Thunder passed away about 2 years ago. The disease got him – but in one small way, he struck a blow against the disease too. That remains a source of comfort.

So here we are, nearly three years later, and I’m writing another letter. There is a new canine cancer study that needs our support and participation. This one is for Goldens, Rottweilers, and Mastiffs who have been diagnosed with lymphoma or osteosarcoma. Other breeds may be included with prior approval of the researchers. Owners and their vet will need to submit biopsy samples, a blood sample, a pedigree, signed consent forms, and agree to acceptable chemotherapy treatment. Blood samples will also be needed from 2 unaffected first degree relatives (parents, siblings, offspring).

Now here’s the part that is sometimes a problem: the biopsy sample must be prepared in a very specific way, using a solution supplied by the researchers. Therefore, the researchers must be contacted at least a day or two PRIOR to the surgery. In addition, the dog must not have started treatment such as chemotherapy or prednisone before the biopsy.

We who love our dogs, the scientists trying to help us, and of course, the dogs themselves – need your help.

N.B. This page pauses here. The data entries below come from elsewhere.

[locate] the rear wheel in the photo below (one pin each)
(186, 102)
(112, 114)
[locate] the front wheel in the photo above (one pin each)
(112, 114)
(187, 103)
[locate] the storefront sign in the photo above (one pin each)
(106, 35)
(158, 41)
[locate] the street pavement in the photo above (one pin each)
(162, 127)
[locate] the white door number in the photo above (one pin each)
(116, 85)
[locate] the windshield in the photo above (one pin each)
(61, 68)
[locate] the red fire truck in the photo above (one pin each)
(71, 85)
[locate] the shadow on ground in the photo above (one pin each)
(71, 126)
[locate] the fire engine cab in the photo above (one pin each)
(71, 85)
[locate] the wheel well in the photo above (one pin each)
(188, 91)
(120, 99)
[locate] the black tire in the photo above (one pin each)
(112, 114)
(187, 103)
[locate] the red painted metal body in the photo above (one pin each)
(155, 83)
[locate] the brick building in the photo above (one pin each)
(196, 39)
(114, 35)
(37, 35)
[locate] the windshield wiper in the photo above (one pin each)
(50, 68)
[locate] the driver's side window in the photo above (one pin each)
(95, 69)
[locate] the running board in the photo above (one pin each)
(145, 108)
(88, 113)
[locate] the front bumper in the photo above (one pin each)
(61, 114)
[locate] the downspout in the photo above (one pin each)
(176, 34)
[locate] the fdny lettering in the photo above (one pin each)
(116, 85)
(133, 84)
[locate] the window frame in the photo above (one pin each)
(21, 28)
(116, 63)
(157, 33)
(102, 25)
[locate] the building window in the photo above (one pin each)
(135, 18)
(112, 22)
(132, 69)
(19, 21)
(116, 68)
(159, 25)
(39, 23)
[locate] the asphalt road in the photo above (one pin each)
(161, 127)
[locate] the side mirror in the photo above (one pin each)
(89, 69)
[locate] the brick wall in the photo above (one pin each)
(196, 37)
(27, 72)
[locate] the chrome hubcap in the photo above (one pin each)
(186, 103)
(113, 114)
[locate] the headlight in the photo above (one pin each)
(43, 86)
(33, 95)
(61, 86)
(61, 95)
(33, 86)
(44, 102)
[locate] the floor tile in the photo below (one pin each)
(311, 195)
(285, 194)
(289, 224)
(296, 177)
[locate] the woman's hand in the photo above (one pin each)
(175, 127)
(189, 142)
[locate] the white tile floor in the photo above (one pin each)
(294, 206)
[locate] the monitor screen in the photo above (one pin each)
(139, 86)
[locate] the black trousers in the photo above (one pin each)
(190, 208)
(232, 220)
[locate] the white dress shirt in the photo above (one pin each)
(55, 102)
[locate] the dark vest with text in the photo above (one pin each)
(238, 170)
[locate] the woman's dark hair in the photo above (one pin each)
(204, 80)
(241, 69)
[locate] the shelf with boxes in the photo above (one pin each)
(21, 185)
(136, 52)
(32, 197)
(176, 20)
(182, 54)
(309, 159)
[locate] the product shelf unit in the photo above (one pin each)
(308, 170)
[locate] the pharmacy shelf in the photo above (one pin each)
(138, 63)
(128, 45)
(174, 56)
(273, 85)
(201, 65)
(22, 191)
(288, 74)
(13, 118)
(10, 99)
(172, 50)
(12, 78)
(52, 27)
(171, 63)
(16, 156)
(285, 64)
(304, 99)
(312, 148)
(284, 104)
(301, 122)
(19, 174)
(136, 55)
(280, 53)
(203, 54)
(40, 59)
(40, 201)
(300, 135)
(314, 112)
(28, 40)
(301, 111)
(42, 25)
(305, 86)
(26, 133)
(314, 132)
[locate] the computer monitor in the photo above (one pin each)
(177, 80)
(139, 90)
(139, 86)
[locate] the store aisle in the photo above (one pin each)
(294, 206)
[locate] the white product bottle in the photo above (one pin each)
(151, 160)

We’re all in this together, and together we can make a difference.

If you are faced with that numbing moment when you hear or suspect a diagnosis of lymphoma or osteosarcoma, and your dog fits the study requirements, please contact me. I know it takes courage to look beyond that moment, while you are in the midst of it. But I also know that these affected dogs who participate in research, leave behind a legacy that will be one of your greatest comforts.

If your dog does not meet the requirements for this study, and you would like to find one that is suitable, I will try to help. Even if you just have questions, I will try to help. Like I said, we’re all in this together.